感嘆を込めて同意した道徳は、机の上に目を凝らす。最初は純粋に太乙の本日の成果を見ていた目が、すぐそばに力なく広げられた手に意識が移った途端、身体がかっと熱くなった。

 

 

先ほどの決して短くはない時間、ある温度を越えないようにくすぶらせていた火が、思いがけず燃え広がってしまったのだろうか。触れたい、と強烈に思った。言葉にしてしまえば初心な少年の他愛もない望みのようだったが、その欲求はまるで魔物のような獰猛さで道徳を駆り立てていた。手を取ったあと何がしたいという考えは、不思議と全く浮かんでこなかった。ただ作りもののようにほっそりとしたその手に自分の手を重ね合わせたい。白い肌の下に宿る熱を感じ取りたい。ただそれだけ。

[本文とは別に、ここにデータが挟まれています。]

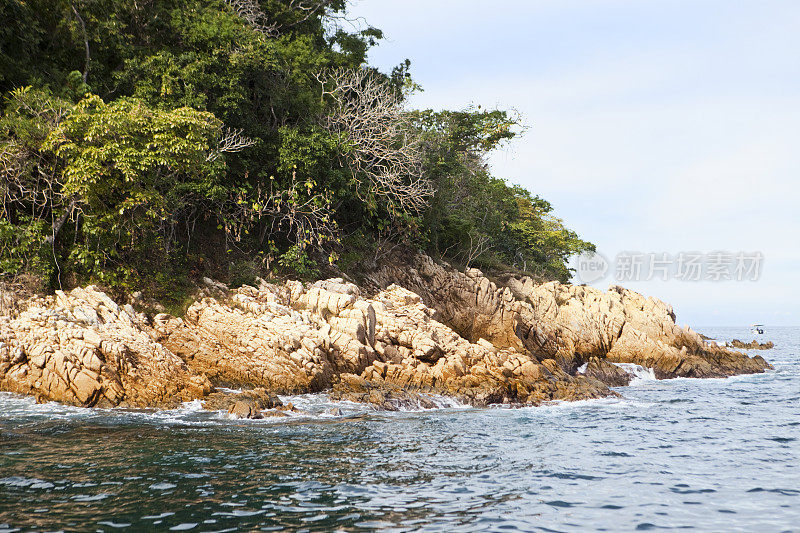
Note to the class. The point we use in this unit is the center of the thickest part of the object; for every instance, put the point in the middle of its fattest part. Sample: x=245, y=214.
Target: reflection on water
x=706, y=454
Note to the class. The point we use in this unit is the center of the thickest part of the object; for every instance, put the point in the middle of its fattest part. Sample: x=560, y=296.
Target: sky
x=664, y=126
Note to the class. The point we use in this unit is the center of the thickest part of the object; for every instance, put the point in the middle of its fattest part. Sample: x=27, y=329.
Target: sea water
x=706, y=455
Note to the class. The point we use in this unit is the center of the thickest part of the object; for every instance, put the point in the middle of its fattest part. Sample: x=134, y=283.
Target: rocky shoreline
x=413, y=328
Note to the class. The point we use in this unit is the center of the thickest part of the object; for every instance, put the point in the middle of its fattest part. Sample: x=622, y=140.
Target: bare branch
x=231, y=141
x=384, y=153
x=85, y=42
x=250, y=11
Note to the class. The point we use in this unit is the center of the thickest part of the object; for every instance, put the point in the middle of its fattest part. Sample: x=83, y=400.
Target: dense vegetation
x=146, y=143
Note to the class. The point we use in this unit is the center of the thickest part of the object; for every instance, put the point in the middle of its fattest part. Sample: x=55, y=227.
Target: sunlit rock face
x=423, y=328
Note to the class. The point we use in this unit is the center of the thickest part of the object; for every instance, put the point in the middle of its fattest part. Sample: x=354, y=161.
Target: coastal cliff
x=414, y=328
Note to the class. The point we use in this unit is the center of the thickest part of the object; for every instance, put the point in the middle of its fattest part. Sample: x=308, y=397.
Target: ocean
x=689, y=454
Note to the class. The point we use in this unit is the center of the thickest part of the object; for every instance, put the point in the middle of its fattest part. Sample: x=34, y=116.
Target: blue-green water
x=709, y=455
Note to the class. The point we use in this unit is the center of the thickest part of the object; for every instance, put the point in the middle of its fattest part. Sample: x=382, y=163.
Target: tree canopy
x=146, y=143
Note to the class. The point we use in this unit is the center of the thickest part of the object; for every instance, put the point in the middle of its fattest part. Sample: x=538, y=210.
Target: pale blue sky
x=654, y=126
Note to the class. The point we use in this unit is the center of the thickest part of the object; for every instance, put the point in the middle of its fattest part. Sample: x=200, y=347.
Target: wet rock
x=246, y=404
x=425, y=330
x=607, y=373
x=752, y=345
x=570, y=324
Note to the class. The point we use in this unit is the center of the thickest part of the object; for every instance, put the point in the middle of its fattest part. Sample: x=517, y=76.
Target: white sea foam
x=640, y=374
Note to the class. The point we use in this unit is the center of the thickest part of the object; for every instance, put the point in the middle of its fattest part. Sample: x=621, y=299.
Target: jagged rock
x=568, y=323
x=426, y=330
x=610, y=374
x=247, y=404
x=81, y=348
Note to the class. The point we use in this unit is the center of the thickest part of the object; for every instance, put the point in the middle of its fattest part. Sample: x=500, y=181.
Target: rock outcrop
x=424, y=330
x=81, y=348
x=569, y=323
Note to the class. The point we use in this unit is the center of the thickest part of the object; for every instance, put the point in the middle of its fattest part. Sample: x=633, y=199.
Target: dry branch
x=384, y=153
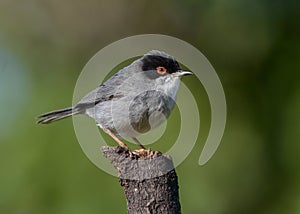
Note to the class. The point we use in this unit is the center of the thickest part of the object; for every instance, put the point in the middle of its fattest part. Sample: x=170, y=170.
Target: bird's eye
x=161, y=70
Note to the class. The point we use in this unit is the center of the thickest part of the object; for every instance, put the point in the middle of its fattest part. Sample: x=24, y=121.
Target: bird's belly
x=132, y=116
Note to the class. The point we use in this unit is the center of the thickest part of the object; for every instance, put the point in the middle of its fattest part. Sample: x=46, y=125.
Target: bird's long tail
x=56, y=115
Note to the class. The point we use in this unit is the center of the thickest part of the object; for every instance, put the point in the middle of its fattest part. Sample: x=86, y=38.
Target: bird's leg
x=138, y=143
x=116, y=138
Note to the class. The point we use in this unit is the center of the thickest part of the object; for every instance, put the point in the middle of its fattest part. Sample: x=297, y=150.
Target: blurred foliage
x=254, y=47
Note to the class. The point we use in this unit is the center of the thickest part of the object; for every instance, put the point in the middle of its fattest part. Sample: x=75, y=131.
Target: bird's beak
x=181, y=73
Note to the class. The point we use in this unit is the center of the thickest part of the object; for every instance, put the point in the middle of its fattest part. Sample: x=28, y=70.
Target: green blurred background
x=253, y=45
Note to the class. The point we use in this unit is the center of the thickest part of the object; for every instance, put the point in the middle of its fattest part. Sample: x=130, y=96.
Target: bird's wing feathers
x=105, y=92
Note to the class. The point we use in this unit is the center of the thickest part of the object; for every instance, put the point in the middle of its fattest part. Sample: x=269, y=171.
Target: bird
x=136, y=99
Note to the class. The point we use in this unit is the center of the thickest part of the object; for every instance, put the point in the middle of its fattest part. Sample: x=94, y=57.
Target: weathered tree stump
x=148, y=178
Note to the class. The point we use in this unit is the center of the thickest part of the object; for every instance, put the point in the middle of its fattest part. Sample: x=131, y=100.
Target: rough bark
x=148, y=178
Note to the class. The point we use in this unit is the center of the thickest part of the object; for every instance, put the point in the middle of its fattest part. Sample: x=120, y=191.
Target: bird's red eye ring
x=161, y=70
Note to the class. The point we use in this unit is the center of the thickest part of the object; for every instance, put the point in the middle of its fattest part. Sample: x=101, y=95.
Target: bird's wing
x=107, y=91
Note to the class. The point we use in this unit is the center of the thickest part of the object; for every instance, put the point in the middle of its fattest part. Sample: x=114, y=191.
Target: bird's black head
x=157, y=63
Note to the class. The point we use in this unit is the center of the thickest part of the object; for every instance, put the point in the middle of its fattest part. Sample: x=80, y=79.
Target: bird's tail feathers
x=57, y=115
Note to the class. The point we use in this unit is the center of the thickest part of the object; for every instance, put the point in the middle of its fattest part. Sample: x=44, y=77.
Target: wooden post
x=148, y=178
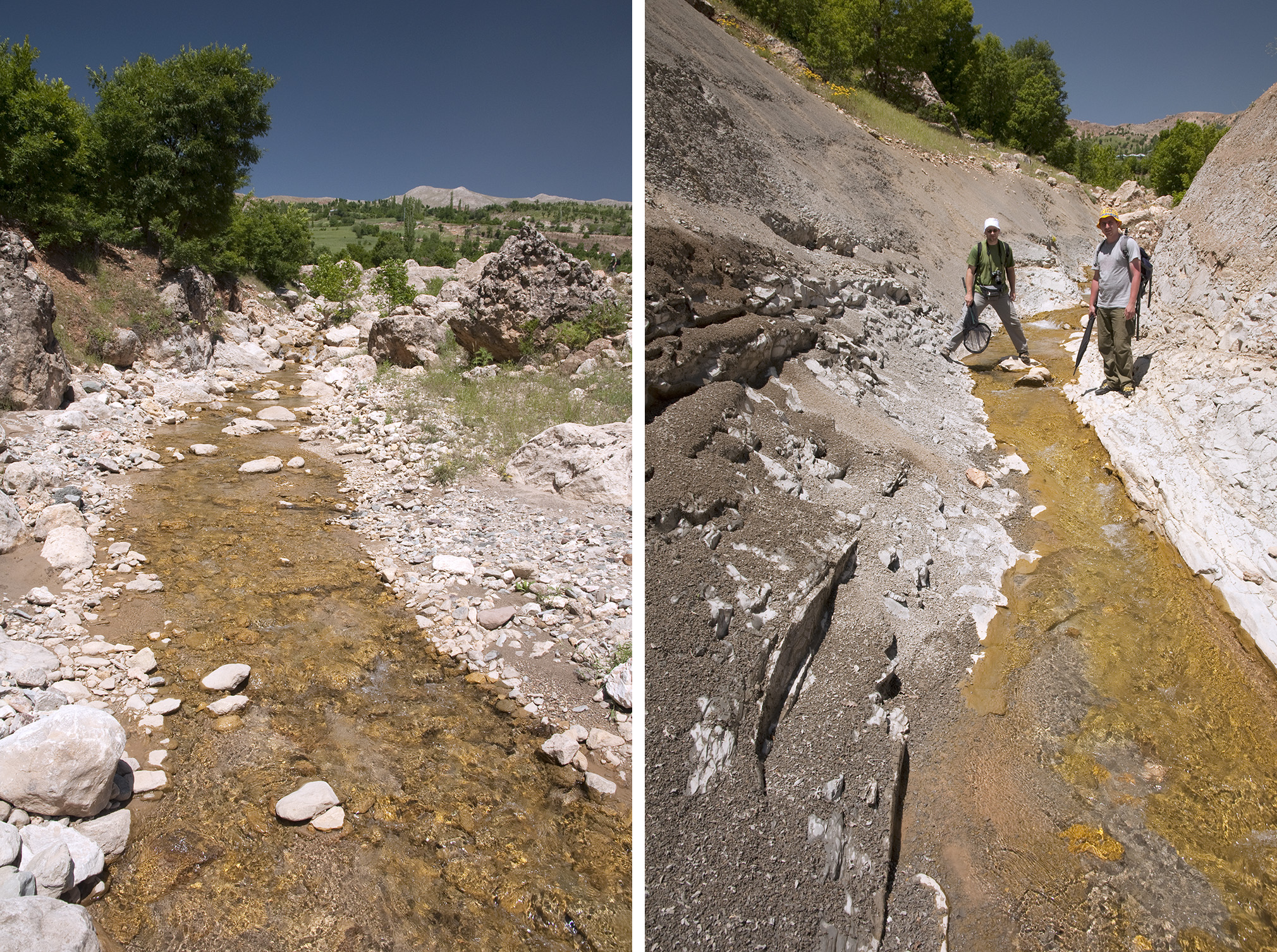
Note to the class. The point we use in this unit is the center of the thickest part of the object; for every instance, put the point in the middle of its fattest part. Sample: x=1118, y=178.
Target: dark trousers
x=1114, y=333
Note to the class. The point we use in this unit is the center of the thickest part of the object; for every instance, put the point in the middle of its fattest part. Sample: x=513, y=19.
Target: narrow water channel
x=459, y=835
x=1111, y=781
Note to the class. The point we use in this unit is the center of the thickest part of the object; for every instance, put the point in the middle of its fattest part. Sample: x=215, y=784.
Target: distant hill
x=434, y=198
x=1083, y=128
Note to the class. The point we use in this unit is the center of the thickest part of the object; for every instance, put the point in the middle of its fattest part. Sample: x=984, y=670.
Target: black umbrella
x=1086, y=340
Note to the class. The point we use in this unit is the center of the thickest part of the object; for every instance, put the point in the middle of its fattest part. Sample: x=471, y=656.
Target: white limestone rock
x=226, y=678
x=45, y=924
x=307, y=802
x=61, y=765
x=70, y=548
x=87, y=858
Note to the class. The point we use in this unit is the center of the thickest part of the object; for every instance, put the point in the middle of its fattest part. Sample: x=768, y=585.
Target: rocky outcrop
x=192, y=296
x=1195, y=448
x=121, y=348
x=524, y=290
x=580, y=462
x=34, y=370
x=406, y=337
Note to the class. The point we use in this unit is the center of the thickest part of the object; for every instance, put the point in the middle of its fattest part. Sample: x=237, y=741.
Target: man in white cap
x=991, y=281
x=1114, y=293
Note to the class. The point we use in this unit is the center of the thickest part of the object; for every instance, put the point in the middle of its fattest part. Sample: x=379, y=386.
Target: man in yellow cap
x=1114, y=290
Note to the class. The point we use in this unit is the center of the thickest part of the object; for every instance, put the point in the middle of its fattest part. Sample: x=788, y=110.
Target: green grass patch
x=507, y=410
x=607, y=319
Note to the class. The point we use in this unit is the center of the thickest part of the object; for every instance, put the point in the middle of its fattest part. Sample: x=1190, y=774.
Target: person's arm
x=1134, y=289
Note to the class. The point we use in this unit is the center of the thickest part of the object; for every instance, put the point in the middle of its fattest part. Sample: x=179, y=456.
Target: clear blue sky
x=373, y=99
x=1171, y=55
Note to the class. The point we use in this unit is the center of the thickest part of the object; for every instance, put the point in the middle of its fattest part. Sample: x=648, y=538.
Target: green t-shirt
x=996, y=257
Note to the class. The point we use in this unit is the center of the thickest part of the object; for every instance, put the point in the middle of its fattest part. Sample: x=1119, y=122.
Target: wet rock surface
x=1195, y=446
x=828, y=528
x=405, y=712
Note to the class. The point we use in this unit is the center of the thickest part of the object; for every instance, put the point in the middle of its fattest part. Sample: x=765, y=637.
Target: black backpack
x=1146, y=278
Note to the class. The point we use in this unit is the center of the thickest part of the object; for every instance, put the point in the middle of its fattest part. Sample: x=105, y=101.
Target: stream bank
x=456, y=825
x=1105, y=781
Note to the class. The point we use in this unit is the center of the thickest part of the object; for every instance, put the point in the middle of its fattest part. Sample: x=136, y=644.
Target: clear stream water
x=459, y=835
x=1113, y=783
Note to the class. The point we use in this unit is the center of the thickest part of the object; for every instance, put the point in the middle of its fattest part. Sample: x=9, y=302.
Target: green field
x=335, y=238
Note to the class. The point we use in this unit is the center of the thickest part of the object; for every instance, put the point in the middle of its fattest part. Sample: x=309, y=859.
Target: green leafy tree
x=271, y=240
x=338, y=281
x=42, y=138
x=176, y=138
x=413, y=214
x=389, y=248
x=393, y=281
x=1039, y=119
x=989, y=96
x=1178, y=156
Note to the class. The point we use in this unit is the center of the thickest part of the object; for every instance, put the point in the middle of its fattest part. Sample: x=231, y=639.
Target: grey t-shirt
x=1113, y=268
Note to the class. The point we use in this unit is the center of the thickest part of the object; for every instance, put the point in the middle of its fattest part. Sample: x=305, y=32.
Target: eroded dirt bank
x=857, y=730
x=456, y=825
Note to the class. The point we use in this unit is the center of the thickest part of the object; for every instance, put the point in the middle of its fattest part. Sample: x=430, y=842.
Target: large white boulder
x=620, y=686
x=87, y=857
x=110, y=831
x=17, y=656
x=45, y=924
x=241, y=357
x=593, y=463
x=61, y=765
x=226, y=678
x=68, y=548
x=54, y=516
x=11, y=525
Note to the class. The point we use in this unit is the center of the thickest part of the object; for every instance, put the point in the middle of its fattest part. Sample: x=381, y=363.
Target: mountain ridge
x=1083, y=126
x=434, y=197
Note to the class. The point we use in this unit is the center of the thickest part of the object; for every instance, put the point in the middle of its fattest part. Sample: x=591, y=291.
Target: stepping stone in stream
x=307, y=802
x=226, y=678
x=269, y=463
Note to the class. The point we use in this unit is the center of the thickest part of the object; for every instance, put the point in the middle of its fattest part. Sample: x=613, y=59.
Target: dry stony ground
x=532, y=594
x=820, y=568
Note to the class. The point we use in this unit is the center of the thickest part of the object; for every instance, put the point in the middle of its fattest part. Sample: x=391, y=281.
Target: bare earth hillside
x=820, y=566
x=836, y=582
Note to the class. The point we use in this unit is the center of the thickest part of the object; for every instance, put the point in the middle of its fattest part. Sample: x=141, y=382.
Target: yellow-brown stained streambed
x=1113, y=783
x=458, y=834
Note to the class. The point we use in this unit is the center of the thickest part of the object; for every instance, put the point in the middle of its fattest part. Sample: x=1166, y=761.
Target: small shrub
x=444, y=471
x=606, y=319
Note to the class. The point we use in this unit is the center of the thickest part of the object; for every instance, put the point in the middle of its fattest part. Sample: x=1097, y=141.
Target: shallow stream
x=1113, y=781
x=458, y=834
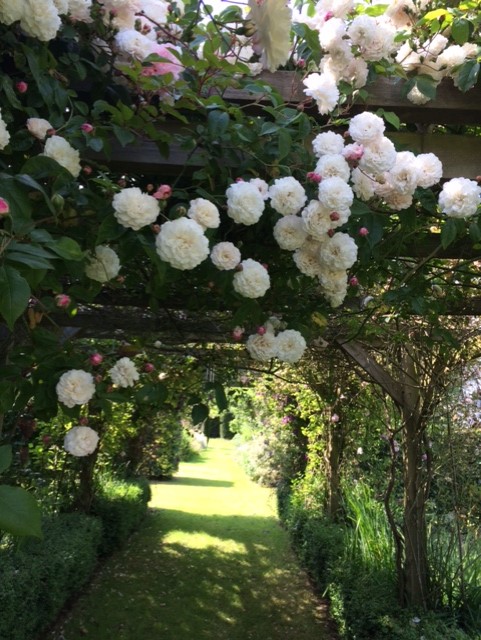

だがその衝動がそもそもどういう思いに根ざしているのかを道徳は嫌になるほどに理解していた。手に触れるというそれ自体は罪のない些細な行為は、まだ秘めていたいその思いを容赦なくむき出しにしてしまうだろう。

 

 

目をきつく閉じ、太乙に気付かれないようにゆっくりと息を吐き出す。知らず汗ばんでいた手を目の前の肩に置き、道徳は何事もなかったように笑った。

 
「根詰めてばっかりいるのがよくないんだ。少し休めよ」
 

道徳はてのひらで、骨ばった肩から力が抜け落ちていくのを感じた。
太乙が作業台に肘をつき、身体をひねって道徳を見上げる。一瞬前まで苛立ちに荒れていた黒い瞳は、憑き物が落ちたように穏やかだった。

 
「それじゃあお茶いれてくれない?左の棚の一番手前のやつでね」
「はいはい」
 

仕方がないなと大袈裟に肩をすくめ、道徳はあっさりと太乙に背を向ける。この場を一度離れられるなら、どんな口実でも大歓迎だ。てのひらにわずかに残る熱の感触を握り締めて、ラボスペースを出る。肩になら簡単に触れるのにと思うと、らしくない自嘲が口元に浮かんだ。

 

 

 

ほんの数十センチがむやみに遠い。

 

 

 

 

fin

2013年バレンタイン記念。太乙って手がきれいですよね、というお話でした。
毎度ながらお砂糖控えめで申し訳なく・・・。